Ancak, bu ikinci durumla yani aykırı, uyumsuz ve çatışmacı ilişkilerle baş edebilmenin yollarını arama konusundaki kısırlık ve süreçlerin, sürekli yapı-bozumu olarak nüksetmesinin, Müslüman birey ve toplum için üzerinde gayet önemle durulması gereken bir alanı oluşturduğunu fark etmek gerekiyor.

Fazla umutvar olmadan söylemek gerekirse, işlevsel ve uyumluluğun bu dünyada cenneti var etme boyutunda olmayacağının da farkında olmak gerekir.

Ancak, iş çatışmacı ilişkilere geldiğinde, gündelik dildeki ifadesiyle ve beden dili olarak karşımıza çıktığı haliyle, bireylerin birbirinin yüzüne bakmamasından azade olmayan biçimlere sahip olduğu bir vakıa.  

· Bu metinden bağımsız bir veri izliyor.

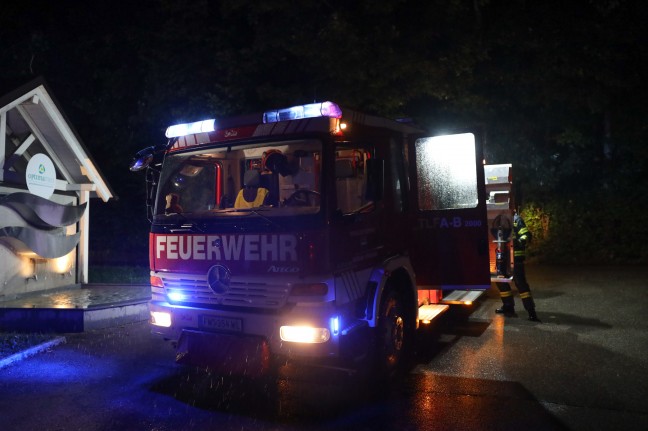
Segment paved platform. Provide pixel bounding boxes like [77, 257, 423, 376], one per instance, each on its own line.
[0, 284, 151, 333]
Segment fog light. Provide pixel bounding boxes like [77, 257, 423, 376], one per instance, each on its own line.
[279, 326, 331, 344]
[151, 311, 171, 328]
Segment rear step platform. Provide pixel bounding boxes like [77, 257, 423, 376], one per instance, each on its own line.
[441, 290, 484, 305]
[419, 304, 450, 323]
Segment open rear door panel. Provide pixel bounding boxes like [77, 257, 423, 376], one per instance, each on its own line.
[410, 133, 490, 290]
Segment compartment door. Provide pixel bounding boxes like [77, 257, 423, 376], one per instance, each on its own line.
[410, 133, 490, 290]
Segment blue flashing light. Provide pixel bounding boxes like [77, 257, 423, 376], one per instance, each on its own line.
[331, 316, 340, 335]
[167, 291, 185, 302]
[263, 102, 342, 123]
[165, 119, 216, 138]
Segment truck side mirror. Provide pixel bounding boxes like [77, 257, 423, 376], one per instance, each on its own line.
[129, 147, 155, 172]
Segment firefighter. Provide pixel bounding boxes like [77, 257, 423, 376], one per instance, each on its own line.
[234, 169, 269, 208]
[495, 212, 540, 322]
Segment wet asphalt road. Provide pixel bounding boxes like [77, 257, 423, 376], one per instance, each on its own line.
[0, 265, 648, 431]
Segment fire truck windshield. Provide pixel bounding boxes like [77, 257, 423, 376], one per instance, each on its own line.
[155, 140, 322, 219]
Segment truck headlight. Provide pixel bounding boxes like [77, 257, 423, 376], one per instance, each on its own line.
[151, 311, 171, 328]
[279, 326, 331, 344]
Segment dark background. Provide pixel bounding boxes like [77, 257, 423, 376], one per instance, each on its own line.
[0, 0, 648, 265]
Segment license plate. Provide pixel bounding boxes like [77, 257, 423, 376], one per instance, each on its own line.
[202, 316, 243, 332]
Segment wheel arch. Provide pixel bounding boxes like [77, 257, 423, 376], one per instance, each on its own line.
[367, 256, 418, 327]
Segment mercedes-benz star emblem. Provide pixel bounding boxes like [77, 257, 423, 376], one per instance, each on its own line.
[207, 265, 232, 295]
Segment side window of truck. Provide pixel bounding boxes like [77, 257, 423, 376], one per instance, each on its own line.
[335, 147, 373, 214]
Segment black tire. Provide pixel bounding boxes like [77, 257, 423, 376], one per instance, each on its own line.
[373, 288, 414, 382]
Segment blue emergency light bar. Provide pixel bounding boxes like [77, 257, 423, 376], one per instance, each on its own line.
[165, 119, 216, 138]
[263, 102, 342, 123]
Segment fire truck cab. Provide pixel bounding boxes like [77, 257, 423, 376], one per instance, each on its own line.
[131, 102, 490, 376]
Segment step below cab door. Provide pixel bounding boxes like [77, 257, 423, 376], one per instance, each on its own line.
[409, 133, 490, 290]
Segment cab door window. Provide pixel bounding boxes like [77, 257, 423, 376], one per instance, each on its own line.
[335, 146, 373, 214]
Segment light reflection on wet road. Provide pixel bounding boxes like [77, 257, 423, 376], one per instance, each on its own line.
[0, 268, 648, 431]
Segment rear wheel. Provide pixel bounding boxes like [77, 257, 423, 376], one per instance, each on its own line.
[374, 289, 413, 380]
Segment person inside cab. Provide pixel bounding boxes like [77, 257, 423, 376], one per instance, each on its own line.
[164, 193, 182, 214]
[234, 169, 270, 208]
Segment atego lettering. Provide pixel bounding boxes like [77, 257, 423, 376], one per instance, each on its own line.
[155, 235, 297, 262]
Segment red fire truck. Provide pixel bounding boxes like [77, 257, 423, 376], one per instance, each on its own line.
[131, 102, 490, 376]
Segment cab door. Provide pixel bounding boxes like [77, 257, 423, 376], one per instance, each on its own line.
[409, 133, 490, 290]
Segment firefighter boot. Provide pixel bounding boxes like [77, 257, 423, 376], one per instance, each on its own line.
[520, 292, 540, 322]
[495, 283, 516, 316]
[527, 308, 542, 323]
[495, 304, 517, 317]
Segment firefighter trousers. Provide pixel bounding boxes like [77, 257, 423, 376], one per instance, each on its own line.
[495, 261, 535, 312]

Öyle ki, gizli/açık, sözlü ve bedensel, psikolojik ve düşünsel boyutları kaplayacak şekilde, Müslüman bireylerin/grupların birbirleriyle münasebetlerinin ayrıştırıcı, çatışmacı boyutlarda seyretmesi birey-inanç, toplum-inanç arasındaki ilişkilerin ne denli hasarlı boyutlara taşındığını ortaya koyuyor.

Öğretide süreklilik

Bu noktada, İslam’ın iki temel kaynağı olan Kur’anı- Kerim ve Gelenek yani, Hadislerin genel anlamda içeriklerinin inananlara yol gösterme amacı taşıması ve bunu, tekrar be tekrar gündeme getirmesine şaşırmamalı.

Ne uzak geçmiş, ne yakın geçmiş ve ne de bugünkü Müslüman toplumların birbirini anlama, danışma, tartışma, “orta yol bulma” vb. süreçlerine dair yaklaşımların kısırlığı, olumsuzluğu hususunda aynı ve benzer sorunlardan azade bulunduğu söylenebilir…

Öyle ki, ortada var olan bireysel ve toplumsal zaafiyetlerin ilgası konusunda din’in/İslam’ın, bizatihi ortaya koyduğu yönelimin, inananlar tarafından ne denli anlaşıldığı sorunu dün olduğu gibi maalesef bugün de devam ediyor.

Ötekilerle ilişkiler

Müslüman toplumların kendi aralarındaki ilişkilerin, bu şekilde gayet sorunlu bir nitelik teşkil etmesi karşısında, aynı Müslüman toplumların Müslüman olmayan kesimlerle ilişkilerini nasıl yapılandırabilecekleri hususu ise başlı başına problem olarak nüksetmektedir.

Kaldı ki, Müslüman toplumların bu haline tanıklık eden Müslüman olmayan toplumların, kendilerine yönelebilecek Müslümanca diyebileceğimiz yaklaşımları nasıl algılayacakları, yakınlık gösterecekleri, kendilerine söylenenlerden bir anlam evreni üretebileceklerini düşünmek biraz zor gibi.

Aklı eren, okur-yazar, bilgili, inançlı, disiplinli, üretken ve adil bir toplum ferdi olmayı mı özlüyor ve amaçlıyoruz yoksa, kendi içine kapalı, kendini merkezin belirleyiciliğinde kabul eden, pasif, düşünmeyi ötelemiş, yanı başındakini ötekileştirmeyi gayet içselleştirmiş ve pratiğe geçirmiş, din’in yani, İslam’ın sunduğu evrensel vizyonu göz ardı eden ve hatta, İslam denilen bütünlüklü din yerine ondan ilham alan ancak, “yeni bir din ihya eden” cemaat yapılarının ya da benzeri durumdaki siyasi partilerin, kliklerin vb. toplumsal oluşumların kendilerine biçtikleri toplumsal, siyasal, dini vizyon içinde mi yer alıyoruz?

Bu ikincisinin, değil evrenselliği, yerelliği dahi aratacak ayrıştırıcı, bölüştürücü yapılaşmalarının Müslüman toplumlar için bir çözüm değil, gayet önemli sorunlar olduğunun farkında olmak gerekiyor.